Anyway, I tossed it around and figured that this can be built up from simple cases, starting with 1 pad ahead of the frog. There's also a case for 0 hops ahead of the frog.
- 0 pads ahead of the frog means that the frog doesn't need to make any jumps.
expectedhops(0) = 0 - 1 pad ahead of the frog means the frog only needs to make one jump, and has a 100% chance of choosing the one jump.
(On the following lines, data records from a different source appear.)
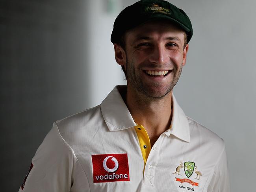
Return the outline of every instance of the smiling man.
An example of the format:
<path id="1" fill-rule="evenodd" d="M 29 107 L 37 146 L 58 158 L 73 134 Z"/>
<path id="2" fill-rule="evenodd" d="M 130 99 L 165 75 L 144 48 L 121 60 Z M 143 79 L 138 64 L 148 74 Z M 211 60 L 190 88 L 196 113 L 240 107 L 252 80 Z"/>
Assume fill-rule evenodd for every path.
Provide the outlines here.
<path id="1" fill-rule="evenodd" d="M 111 39 L 127 86 L 54 122 L 20 191 L 229 192 L 223 140 L 173 94 L 192 34 L 186 14 L 167 2 L 124 9 Z"/>

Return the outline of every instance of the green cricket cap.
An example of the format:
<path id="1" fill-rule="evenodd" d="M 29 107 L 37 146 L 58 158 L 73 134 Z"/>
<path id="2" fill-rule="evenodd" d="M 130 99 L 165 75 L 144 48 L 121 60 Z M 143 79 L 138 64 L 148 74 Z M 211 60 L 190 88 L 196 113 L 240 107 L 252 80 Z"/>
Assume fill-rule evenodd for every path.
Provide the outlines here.
<path id="1" fill-rule="evenodd" d="M 113 44 L 119 43 L 127 31 L 155 19 L 169 20 L 186 32 L 187 43 L 191 39 L 193 34 L 192 24 L 183 10 L 166 1 L 142 0 L 121 11 L 114 23 L 110 40 Z"/>

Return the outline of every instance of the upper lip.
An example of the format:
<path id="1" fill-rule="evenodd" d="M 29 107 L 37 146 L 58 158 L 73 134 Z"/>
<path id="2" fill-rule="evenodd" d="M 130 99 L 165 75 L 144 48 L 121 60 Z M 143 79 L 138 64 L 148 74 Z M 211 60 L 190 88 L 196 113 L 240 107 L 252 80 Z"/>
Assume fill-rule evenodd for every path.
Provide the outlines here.
<path id="1" fill-rule="evenodd" d="M 172 69 L 143 69 L 143 71 L 170 71 L 172 70 Z"/>

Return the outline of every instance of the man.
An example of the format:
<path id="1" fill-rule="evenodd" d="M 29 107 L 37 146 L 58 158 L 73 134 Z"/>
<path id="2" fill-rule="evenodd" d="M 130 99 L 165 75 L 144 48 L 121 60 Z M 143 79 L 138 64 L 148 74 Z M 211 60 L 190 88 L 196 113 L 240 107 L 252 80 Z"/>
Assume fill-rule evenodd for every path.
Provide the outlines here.
<path id="1" fill-rule="evenodd" d="M 173 95 L 193 34 L 181 9 L 143 0 L 111 36 L 127 86 L 53 124 L 20 191 L 229 192 L 223 140 Z"/>

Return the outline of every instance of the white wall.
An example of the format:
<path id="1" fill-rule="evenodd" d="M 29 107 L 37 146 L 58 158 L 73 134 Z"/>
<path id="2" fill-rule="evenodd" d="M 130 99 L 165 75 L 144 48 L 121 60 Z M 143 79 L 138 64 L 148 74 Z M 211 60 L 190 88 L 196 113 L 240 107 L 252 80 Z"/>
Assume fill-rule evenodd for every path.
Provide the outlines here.
<path id="1" fill-rule="evenodd" d="M 123 8 L 136 1 L 116 1 Z M 104 9 L 104 2 L 93 1 L 98 11 Z M 224 139 L 231 191 L 244 191 L 256 178 L 256 2 L 170 2 L 187 13 L 194 29 L 187 64 L 174 94 L 188 116 Z M 124 83 L 109 40 L 117 14 L 103 12 L 100 15 L 94 11 L 90 71 L 97 72 L 91 76 L 92 106 L 99 103 L 115 85 Z"/>

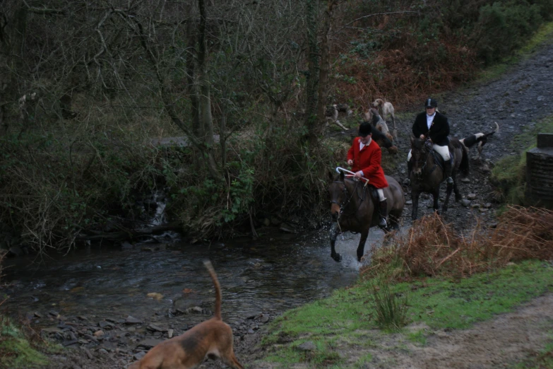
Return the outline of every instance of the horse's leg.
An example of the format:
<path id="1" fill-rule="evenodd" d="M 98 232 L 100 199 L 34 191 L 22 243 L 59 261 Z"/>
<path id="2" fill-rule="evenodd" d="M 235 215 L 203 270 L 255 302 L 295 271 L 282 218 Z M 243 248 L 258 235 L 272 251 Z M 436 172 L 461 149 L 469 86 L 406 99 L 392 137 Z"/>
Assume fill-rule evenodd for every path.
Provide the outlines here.
<path id="1" fill-rule="evenodd" d="M 411 219 L 415 221 L 417 219 L 417 211 L 419 209 L 419 196 L 420 192 L 417 191 L 413 191 L 411 189 L 411 200 L 412 201 L 412 211 L 411 211 Z"/>
<path id="2" fill-rule="evenodd" d="M 390 220 L 389 229 L 398 230 L 399 229 L 399 218 L 401 217 L 401 212 L 396 212 L 394 210 L 390 211 L 390 214 L 388 216 L 388 218 Z"/>
<path id="3" fill-rule="evenodd" d="M 361 258 L 363 257 L 363 254 L 365 253 L 365 242 L 367 242 L 367 238 L 369 236 L 369 229 L 364 230 L 361 233 L 361 240 L 359 240 L 359 246 L 357 246 L 357 262 L 361 261 Z"/>
<path id="4" fill-rule="evenodd" d="M 453 182 L 453 184 L 455 182 Z M 449 204 L 449 197 L 451 196 L 451 191 L 453 189 L 453 184 L 448 184 L 447 189 L 446 190 L 446 199 L 444 200 L 444 205 L 441 206 L 441 211 L 444 212 L 444 215 L 447 213 L 447 206 Z"/>
<path id="5" fill-rule="evenodd" d="M 331 233 L 330 233 L 331 257 L 334 259 L 334 261 L 337 262 L 340 262 L 342 261 L 342 257 L 340 255 L 340 254 L 336 252 L 336 250 L 334 248 L 334 246 L 336 243 L 336 237 L 338 236 L 338 234 L 339 233 L 340 233 L 340 228 L 338 226 L 338 223 L 333 223 L 332 227 L 331 227 Z"/>
<path id="6" fill-rule="evenodd" d="M 455 192 L 455 201 L 460 201 L 463 199 L 463 195 L 459 192 L 459 187 L 457 186 L 456 175 L 453 175 L 453 191 Z"/>
<path id="7" fill-rule="evenodd" d="M 439 200 L 439 199 L 440 199 L 440 186 L 439 185 L 438 185 L 434 189 L 434 192 L 432 192 L 432 198 L 434 199 L 434 204 L 432 205 L 432 209 L 434 209 L 434 211 L 437 212 L 439 214 L 440 213 L 440 212 L 439 211 L 439 206 L 438 205 L 438 200 Z"/>

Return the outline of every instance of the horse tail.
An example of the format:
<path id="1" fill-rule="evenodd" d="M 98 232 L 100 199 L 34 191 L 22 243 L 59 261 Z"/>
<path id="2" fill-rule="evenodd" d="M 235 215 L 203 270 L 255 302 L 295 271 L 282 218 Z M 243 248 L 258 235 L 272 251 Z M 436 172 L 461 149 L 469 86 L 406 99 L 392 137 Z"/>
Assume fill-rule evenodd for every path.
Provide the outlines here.
<path id="1" fill-rule="evenodd" d="M 461 156 L 461 163 L 459 165 L 459 170 L 460 170 L 461 174 L 463 174 L 463 177 L 467 177 L 468 175 L 468 149 L 465 148 L 463 145 L 461 145 L 460 147 L 461 151 L 463 152 L 463 155 Z"/>

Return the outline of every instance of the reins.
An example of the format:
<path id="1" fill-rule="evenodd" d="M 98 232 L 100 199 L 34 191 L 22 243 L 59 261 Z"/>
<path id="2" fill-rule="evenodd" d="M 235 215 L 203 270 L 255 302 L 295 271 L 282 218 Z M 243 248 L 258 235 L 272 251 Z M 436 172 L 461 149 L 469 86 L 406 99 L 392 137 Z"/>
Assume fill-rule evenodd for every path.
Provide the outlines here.
<path id="1" fill-rule="evenodd" d="M 338 220 L 340 220 L 340 217 L 342 216 L 342 214 L 345 213 L 345 211 L 346 208 L 350 204 L 350 202 L 351 202 L 352 199 L 353 199 L 353 195 L 355 194 L 356 194 L 356 193 L 357 194 L 359 193 L 359 191 L 358 191 L 357 189 L 359 188 L 359 184 L 360 182 L 359 182 L 359 180 L 355 180 L 354 182 L 355 182 L 355 187 L 353 189 L 353 191 L 352 192 L 351 195 L 348 194 L 347 187 L 345 185 L 345 181 L 334 181 L 333 182 L 333 183 L 340 183 L 340 184 L 342 184 L 344 185 L 344 195 L 345 195 L 345 197 L 346 199 L 346 200 L 343 204 L 338 204 L 338 202 L 337 201 L 335 201 L 335 200 L 332 200 L 331 201 L 331 204 L 335 204 L 336 205 L 340 206 L 340 213 L 338 213 Z M 359 205 L 357 206 L 357 209 L 350 211 L 348 213 L 345 213 L 345 215 L 347 216 L 352 216 L 352 215 L 356 213 L 359 211 L 359 208 L 361 207 L 361 204 L 363 203 L 363 201 L 364 201 L 364 199 L 365 199 L 365 198 L 367 197 L 367 192 L 365 191 L 365 188 L 366 188 L 365 186 L 362 186 L 361 187 L 361 190 L 362 190 L 362 196 L 359 196 L 359 194 L 357 194 L 357 196 L 359 197 Z"/>

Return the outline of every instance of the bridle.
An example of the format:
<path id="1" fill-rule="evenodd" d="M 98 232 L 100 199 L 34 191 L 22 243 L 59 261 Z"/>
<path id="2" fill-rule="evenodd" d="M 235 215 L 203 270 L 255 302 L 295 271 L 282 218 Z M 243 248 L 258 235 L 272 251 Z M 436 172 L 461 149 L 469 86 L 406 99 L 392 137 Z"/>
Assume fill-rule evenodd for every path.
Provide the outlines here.
<path id="1" fill-rule="evenodd" d="M 345 182 L 344 181 L 334 181 L 334 182 L 333 182 L 333 183 L 340 183 L 340 184 L 344 185 L 344 197 L 346 199 L 346 200 L 343 203 L 342 203 L 342 204 L 339 204 L 338 201 L 337 201 L 336 200 L 331 200 L 331 204 L 335 204 L 336 205 L 340 206 L 340 213 L 338 213 L 338 219 L 337 220 L 339 220 L 340 217 L 342 216 L 342 214 L 344 213 L 344 211 L 345 211 L 345 209 L 350 204 L 350 202 L 351 202 L 352 199 L 353 199 L 353 195 L 358 192 L 357 187 L 359 187 L 360 181 L 359 180 L 355 180 L 355 188 L 353 189 L 353 192 L 352 192 L 351 195 L 348 194 L 347 187 L 346 187 Z M 357 206 L 357 209 L 355 209 L 352 211 L 350 211 L 350 213 L 348 213 L 346 215 L 350 216 L 350 215 L 353 215 L 355 213 L 357 213 L 357 211 L 359 210 L 359 208 L 361 206 L 361 204 L 365 199 L 365 197 L 366 197 L 367 194 L 366 194 L 366 192 L 364 191 L 364 187 L 362 186 L 361 188 L 362 188 L 363 194 L 362 194 L 362 196 L 357 195 L 357 196 L 359 196 L 359 199 L 360 200 L 360 201 L 359 203 L 359 206 Z"/>

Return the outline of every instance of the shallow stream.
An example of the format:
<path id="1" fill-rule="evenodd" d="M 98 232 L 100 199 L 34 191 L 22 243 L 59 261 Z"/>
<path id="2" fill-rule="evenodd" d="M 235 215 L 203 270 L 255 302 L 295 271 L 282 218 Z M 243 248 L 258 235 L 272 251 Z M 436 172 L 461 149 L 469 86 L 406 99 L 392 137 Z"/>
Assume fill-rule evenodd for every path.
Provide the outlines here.
<path id="1" fill-rule="evenodd" d="M 382 237 L 373 228 L 365 250 Z M 9 259 L 7 288 L 0 291 L 10 295 L 4 305 L 8 311 L 42 316 L 145 319 L 175 307 L 213 310 L 213 286 L 202 263 L 209 259 L 222 286 L 223 317 L 232 322 L 283 311 L 351 284 L 359 275 L 358 239 L 339 236 L 341 263 L 330 257 L 328 231 L 210 245 L 142 244 L 126 250 L 91 247 L 40 262 Z M 152 293 L 162 297 L 148 297 Z"/>

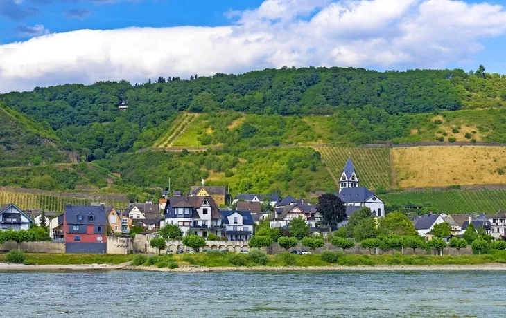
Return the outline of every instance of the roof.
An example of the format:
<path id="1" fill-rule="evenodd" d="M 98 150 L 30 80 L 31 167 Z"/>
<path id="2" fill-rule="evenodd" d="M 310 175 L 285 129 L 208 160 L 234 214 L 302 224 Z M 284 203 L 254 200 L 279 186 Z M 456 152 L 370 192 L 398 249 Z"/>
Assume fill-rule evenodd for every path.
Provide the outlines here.
<path id="1" fill-rule="evenodd" d="M 212 196 L 213 194 L 217 194 L 217 195 L 223 195 L 225 196 L 225 187 L 222 185 L 216 185 L 216 186 L 193 186 L 190 188 L 190 193 L 193 195 L 197 194 L 201 189 L 204 188 L 204 190 L 206 190 L 206 192 L 210 196 Z"/>
<path id="2" fill-rule="evenodd" d="M 259 202 L 244 202 L 237 203 L 236 209 L 238 211 L 249 211 L 252 213 L 259 213 L 261 211 L 261 205 Z"/>
<path id="3" fill-rule="evenodd" d="M 65 221 L 67 224 L 105 225 L 107 224 L 105 209 L 102 206 L 65 205 Z M 94 220 L 87 218 L 93 214 Z M 78 215 L 82 215 L 82 221 L 78 221 Z"/>
<path id="4" fill-rule="evenodd" d="M 346 165 L 344 165 L 344 169 L 342 169 L 342 172 L 346 175 L 347 179 L 351 179 L 351 175 L 354 171 L 355 166 L 353 165 L 353 162 L 351 162 L 351 157 L 348 157 L 348 160 L 346 162 Z"/>
<path id="5" fill-rule="evenodd" d="M 439 216 L 439 214 L 427 214 L 421 216 L 415 216 L 413 218 L 415 230 L 430 229 Z"/>
<path id="6" fill-rule="evenodd" d="M 21 214 L 23 214 L 23 215 L 24 215 L 24 216 L 25 216 L 25 217 L 26 217 L 26 218 L 28 218 L 28 220 L 30 220 L 30 223 L 35 223 L 35 221 L 34 221 L 33 220 L 32 220 L 32 219 L 31 219 L 31 218 L 30 218 L 30 216 L 28 216 L 28 214 L 26 214 L 25 212 L 23 212 L 23 211 L 22 211 L 22 210 L 21 209 L 19 209 L 19 207 L 17 207 L 17 205 L 15 205 L 15 204 L 14 204 L 14 203 L 7 203 L 7 204 L 4 204 L 4 205 L 0 205 L 0 214 L 1 214 L 1 213 L 2 213 L 2 212 L 4 212 L 5 210 L 6 210 L 6 209 L 8 209 L 9 207 L 10 207 L 10 206 L 11 206 L 11 205 L 14 205 L 14 207 L 15 207 L 15 208 L 16 208 L 16 209 L 17 209 L 18 211 L 19 211 L 19 213 L 21 213 Z"/>
<path id="7" fill-rule="evenodd" d="M 238 213 L 243 216 L 243 224 L 245 225 L 253 225 L 254 222 L 252 217 L 251 213 L 244 211 L 223 211 L 220 212 L 221 214 L 222 224 L 229 224 L 227 217 L 234 213 Z"/>
<path id="8" fill-rule="evenodd" d="M 357 187 L 356 188 L 344 188 L 341 192 L 336 194 L 342 202 L 356 203 L 365 202 L 374 194 L 369 191 L 365 187 Z"/>

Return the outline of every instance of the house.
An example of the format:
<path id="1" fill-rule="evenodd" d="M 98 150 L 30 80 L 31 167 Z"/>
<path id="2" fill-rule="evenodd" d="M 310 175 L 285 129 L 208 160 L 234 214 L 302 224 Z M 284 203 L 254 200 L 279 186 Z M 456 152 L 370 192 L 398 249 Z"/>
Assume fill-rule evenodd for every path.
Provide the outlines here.
<path id="1" fill-rule="evenodd" d="M 131 204 L 125 210 L 125 214 L 133 219 L 144 219 L 146 213 L 159 213 L 157 204 L 135 203 Z"/>
<path id="2" fill-rule="evenodd" d="M 232 204 L 235 204 L 238 201 L 245 202 L 259 202 L 263 203 L 266 200 L 269 200 L 270 205 L 274 206 L 276 203 L 279 201 L 279 196 L 275 194 L 238 194 L 236 196 L 232 201 Z"/>
<path id="3" fill-rule="evenodd" d="M 183 234 L 221 235 L 221 216 L 211 196 L 171 196 L 164 214 L 164 224 L 177 224 Z"/>
<path id="4" fill-rule="evenodd" d="M 290 224 L 290 221 L 297 217 L 302 217 L 308 221 L 308 217 L 304 211 L 297 204 L 290 204 L 284 207 L 274 209 L 270 216 L 270 227 L 284 227 Z"/>
<path id="5" fill-rule="evenodd" d="M 0 205 L 0 230 L 28 230 L 34 221 L 14 203 Z"/>
<path id="6" fill-rule="evenodd" d="M 251 213 L 259 213 L 262 211 L 261 205 L 259 202 L 239 201 L 236 207 L 237 211 L 247 211 Z"/>
<path id="7" fill-rule="evenodd" d="M 490 221 L 490 235 L 494 238 L 506 238 L 506 211 L 499 211 L 495 214 L 489 214 L 487 218 Z"/>
<path id="8" fill-rule="evenodd" d="M 114 207 L 107 207 L 105 209 L 107 215 L 109 226 L 114 233 L 128 233 L 132 228 L 132 218 L 128 214 L 123 214 L 121 210 L 118 212 Z"/>
<path id="9" fill-rule="evenodd" d="M 254 222 L 251 213 L 243 211 L 220 212 L 223 236 L 229 241 L 249 240 L 253 236 Z"/>
<path id="10" fill-rule="evenodd" d="M 213 198 L 217 205 L 225 205 L 226 195 L 225 187 L 204 186 L 204 180 L 202 180 L 202 185 L 190 188 L 190 194 L 188 196 L 210 196 Z"/>
<path id="11" fill-rule="evenodd" d="M 286 196 L 283 200 L 281 201 L 277 202 L 274 204 L 275 207 L 285 207 L 287 205 L 293 205 L 293 204 L 298 204 L 299 205 L 304 205 L 304 200 L 297 200 L 291 195 L 288 194 Z"/>
<path id="12" fill-rule="evenodd" d="M 410 218 L 418 235 L 426 236 L 436 224 L 444 223 L 444 219 L 441 214 L 427 214 L 422 216 Z"/>
<path id="13" fill-rule="evenodd" d="M 107 218 L 103 205 L 65 205 L 63 232 L 67 253 L 105 253 Z"/>
<path id="14" fill-rule="evenodd" d="M 49 237 L 53 238 L 53 241 L 65 241 L 63 232 L 63 214 L 60 214 L 49 223 Z"/>

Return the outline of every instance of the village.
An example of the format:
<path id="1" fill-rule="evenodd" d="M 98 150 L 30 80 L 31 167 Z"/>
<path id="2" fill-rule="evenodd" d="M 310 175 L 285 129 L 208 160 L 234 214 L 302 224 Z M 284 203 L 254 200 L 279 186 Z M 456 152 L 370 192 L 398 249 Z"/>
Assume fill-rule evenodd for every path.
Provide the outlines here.
<path id="1" fill-rule="evenodd" d="M 366 187 L 360 186 L 358 175 L 359 171 L 356 171 L 351 158 L 349 158 L 340 178 L 338 191 L 332 194 L 333 197 L 338 198 L 338 201 L 342 205 L 345 214 L 338 223 L 330 226 L 330 228 L 317 204 L 312 205 L 304 198 L 296 198 L 291 195 L 281 198 L 275 194 L 238 194 L 230 203 L 230 207 L 224 207 L 226 203 L 225 187 L 207 186 L 204 180 L 202 180 L 202 185 L 191 187 L 187 194 L 182 194 L 179 191 L 172 193 L 164 191 L 162 194 L 163 198 L 158 204 L 152 202 L 132 203 L 124 210 L 100 203 L 89 206 L 67 205 L 64 213 L 58 215 L 53 212 L 22 211 L 14 204 L 6 204 L 0 207 L 0 224 L 4 234 L 12 233 L 12 231 L 28 231 L 33 227 L 47 229 L 49 236 L 45 241 L 48 242 L 45 242 L 45 245 L 37 245 L 39 242 L 27 242 L 37 239 L 25 238 L 17 240 L 15 236 L 11 236 L 14 238 L 10 241 L 24 244 L 21 249 L 24 248 L 28 252 L 98 254 L 155 254 L 163 252 L 171 254 L 198 252 L 201 252 L 200 247 L 204 247 L 204 252 L 247 253 L 252 247 L 268 247 L 268 245 L 271 245 L 274 243 L 272 240 L 263 245 L 250 242 L 257 234 L 261 234 L 257 237 L 264 237 L 266 234 L 270 235 L 269 233 L 274 230 L 279 234 L 278 236 L 295 236 L 298 239 L 308 236 L 319 238 L 317 239 L 321 241 L 320 243 L 313 242 L 307 244 L 311 246 L 304 246 L 304 241 L 302 243 L 294 243 L 291 247 L 300 247 L 299 250 L 293 250 L 293 253 L 299 254 L 301 251 L 310 253 L 306 249 L 312 249 L 313 252 L 320 249 L 319 250 L 321 251 L 321 248 L 325 246 L 325 242 L 327 245 L 332 242 L 334 248 L 349 249 L 351 252 L 358 253 L 363 252 L 358 247 L 360 242 L 362 249 L 370 250 L 372 247 L 375 253 L 378 253 L 378 247 L 381 247 L 381 242 L 377 241 L 374 244 L 371 241 L 375 239 L 375 235 L 368 236 L 365 233 L 360 233 L 360 230 L 357 234 L 356 228 L 355 234 L 351 237 L 339 234 L 344 232 L 344 229 L 352 225 L 348 224 L 349 221 L 351 222 L 354 218 L 356 219 L 359 213 L 365 214 L 365 218 L 370 217 L 371 220 L 374 220 L 373 226 L 376 228 L 386 216 L 384 203 Z M 357 214 L 354 216 L 356 213 Z M 407 219 L 407 216 L 405 218 Z M 447 246 L 457 250 L 464 248 L 478 239 L 486 241 L 489 244 L 494 244 L 493 241 L 500 242 L 496 244 L 498 248 L 506 245 L 504 241 L 506 239 L 506 211 L 499 211 L 495 214 L 478 212 L 469 214 L 430 212 L 421 216 L 410 217 L 409 221 L 412 224 L 416 234 L 427 242 L 428 246 L 431 246 L 430 243 L 439 242 L 439 245 L 433 245 L 437 247 L 437 253 L 441 251 L 442 254 Z M 306 234 L 300 236 L 291 233 L 290 230 L 294 225 L 301 222 Z M 393 222 L 392 226 L 395 227 L 399 225 L 395 223 L 400 223 L 402 220 Z M 461 238 L 470 227 L 476 235 L 471 235 L 473 239 L 468 239 L 464 244 Z M 163 229 L 168 230 L 169 228 L 173 230 L 172 235 L 161 234 Z M 408 234 L 408 232 L 396 231 L 389 234 Z M 188 236 L 198 236 L 202 238 L 201 241 L 205 243 L 201 243 L 200 245 L 185 245 L 183 238 Z M 154 238 L 161 236 L 164 236 L 166 240 L 161 246 L 152 243 Z M 333 238 L 332 236 L 335 237 Z M 277 241 L 277 238 L 274 237 L 274 240 Z M 368 239 L 369 243 L 365 243 Z M 352 241 L 354 246 L 356 244 L 356 248 L 351 248 L 351 244 L 343 243 L 342 240 Z M 6 235 L 4 235 L 3 241 L 6 241 L 3 245 L 4 250 L 8 249 L 6 245 L 14 243 L 9 242 Z M 444 245 L 442 245 L 441 241 L 444 243 Z M 35 245 L 30 245 L 30 243 Z M 391 243 L 390 247 L 395 250 L 395 244 Z M 410 245 L 409 243 L 408 245 Z M 422 245 L 419 243 L 410 245 L 413 246 L 413 253 L 417 247 L 422 247 Z M 275 248 L 269 248 L 270 252 L 276 252 Z M 326 248 L 328 249 L 328 246 Z M 478 249 L 480 252 L 485 250 L 485 247 Z M 382 247 L 382 250 L 388 248 Z M 448 249 L 446 250 L 447 253 L 450 252 Z M 282 250 L 280 251 L 282 252 Z"/>

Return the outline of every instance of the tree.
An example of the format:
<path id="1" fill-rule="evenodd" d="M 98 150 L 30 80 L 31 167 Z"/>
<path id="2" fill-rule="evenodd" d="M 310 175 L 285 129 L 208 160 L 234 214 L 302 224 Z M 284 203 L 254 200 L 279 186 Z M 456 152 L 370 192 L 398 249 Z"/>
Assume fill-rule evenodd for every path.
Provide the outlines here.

expectedhops(1) = 1 - 2 pads ahead of the frog means the frog has a 50% chance of jumping straight to the end. The frog also has a 50% chance of jumping to a position where there is only one pad remaining, which is a case that has already been solved. We can reuse that value by adding 1, representing the number of hops it took to get to that position.
expectedhops(2) = 0.5*1 + 0.5*(1 + expectedhops(1)) = 1.5 - 3 pads looks similar to 2 pads, except there's a 1/3 chance of jumping to any pad initially.
expectedhops(3) = 0.3ish*1 + 0.3ish*(1+expectedhops(1)) + 0.3ish*(1+expectedhops(2)) - etc
The Python code I have is written to model this is below. I only figured that you'd be interested in it because it's a little bit faster in terms of performance since the results are calculated instead of being randomly generated, which will make it easier to test any explicit solutions. I even added some memoization, for a little bonus kick in performance. Should work on both Python 2.7 and Python 3.X, but really, you need to install Python 3.
def expected_hops(pads_remaining):
"""
Calculates the expected number of hops that a frog will
take if the frog can only hop along a single file line of pads
in a single direction and cannot turn around and hop back
but is able to hop any number of pads in the forward direction,
regardless of the number of pads.
"""
assert pads_remaining >= 0
if pads_remaining == 0: return 0
return (1.0 / pads_remaining) * sum((
1 + expected_hops(i)
for i in range(0, pads_remaining)
))
def memoize(function):
"""
Caches the results of the input function.
"""
_cache = {}
def functionwrapper(x):
if x not in _cache:
_cache[x] = function(x)
return _cache[x]
return functionwrapper
expected_hops = memoize(expected_hops)
if __name__ == '__main__':
for i in range(1, 101):
print (i, expected_hops(i))Fun fact, it appears that the expected number of hops for 10,000 lily pads is 9.78 hops, which is much lower than what I would have expected.